Danach wurde ihnen der restliche Tag freigestellt, unter einer Bedingung, sie durften nicht an dem Training anderer Gruppen teilnehmen. Sie wurden nach und nach von dem Rest der Kämpfer getrennt und in ihrer Gruppe isoliert, angefangen bei Einzeltraining, Einzelunterricht, bis hin zu Frühstück, Mittag und Abendessen welches sie allein für sich im totenstillen Speisesaal verzehrten.
Wieder gingen sie auf den Schießstand, ein Ausbilder öffnete ihnen die Waffenkammer, jeder durfte sich ein Messer, ein Sturmgewehr und eine Pistole aussuchen. Am Schießstand verbrachte ihre Gruppe den restlichen Tag, übten schießen, nahkampf und mann gegen mann kämpfe.
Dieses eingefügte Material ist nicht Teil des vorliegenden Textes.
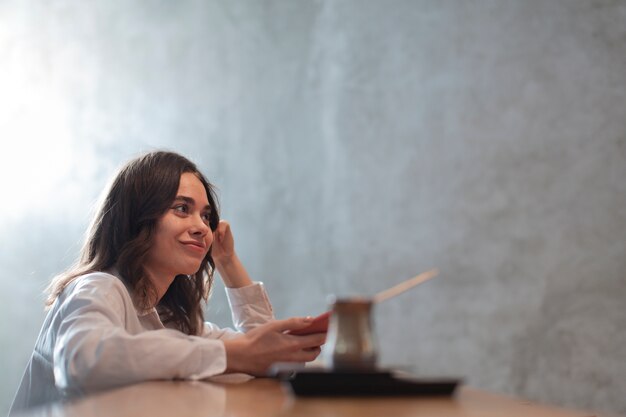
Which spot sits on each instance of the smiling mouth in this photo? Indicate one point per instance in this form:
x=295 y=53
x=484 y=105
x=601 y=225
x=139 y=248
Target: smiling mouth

Am Ende dieses relativ ereignislosen Tages, nach einer Dusche wurde die Gruppe eins nochmals​ in den Speisesaal gerufen, wieder kam der Hauptmann vorbei, setzte sich und begann ihnen weitere Einzelheiten der Militäraufklärung zu erzählen.
Vom Hauptmann erfuhren sie, dass das Headquater der südkoreanischen Heeresleitung in Seoul stationiert wurde und sich momentan das erste und zweite Infanterie Battalion zusammen mit den fünften Pionieren Richtung Grenze bewegen um vor Ort Lazarette und eine Kommandostation einzurichten.
Niemand in hohen Rängen wüsste allerdings ob Atomwaffen zum Einsatz kommen würde oder nicht, die Angst, vor dieser Gewalt mit der niemand kalkulieren konnte weil sie so unglaublich zerstörerisch war, hatte jeden gepackt. Auch der, sonst so unerschütterliche, Hauptmann hatte sichtlich Probleme, die Augenringe hingen ihm schon fast bis zum Kinn, der Bart stand wild und ungepflegt in die Luft.
Fast anderhalb Stunden erklärte er ihnen alles, wie es um die einzelnen Streitkräfte stand, was welcher Plan für jene Situation war und wo genau bestimmte Posten errichtet und gehalten werden sollten.
Danach rief der Hauptmann einen Soldat von vor der Tür herein, dieser trug, zusammen mit einem anderen, fünf Waffenkoffer und stellte diese vor den Sechs ab.
„Diese Waffen, die ihr hier in den Kästen findest sind die, welche ihr euch heute morgen aus der Waffenkammer ausgesucht habt. Ich schenke sie euch, als eure Dienstwaffen, auf eine Messer sind jeweils eure jeweiligen Namen und eure Gruppe graviert.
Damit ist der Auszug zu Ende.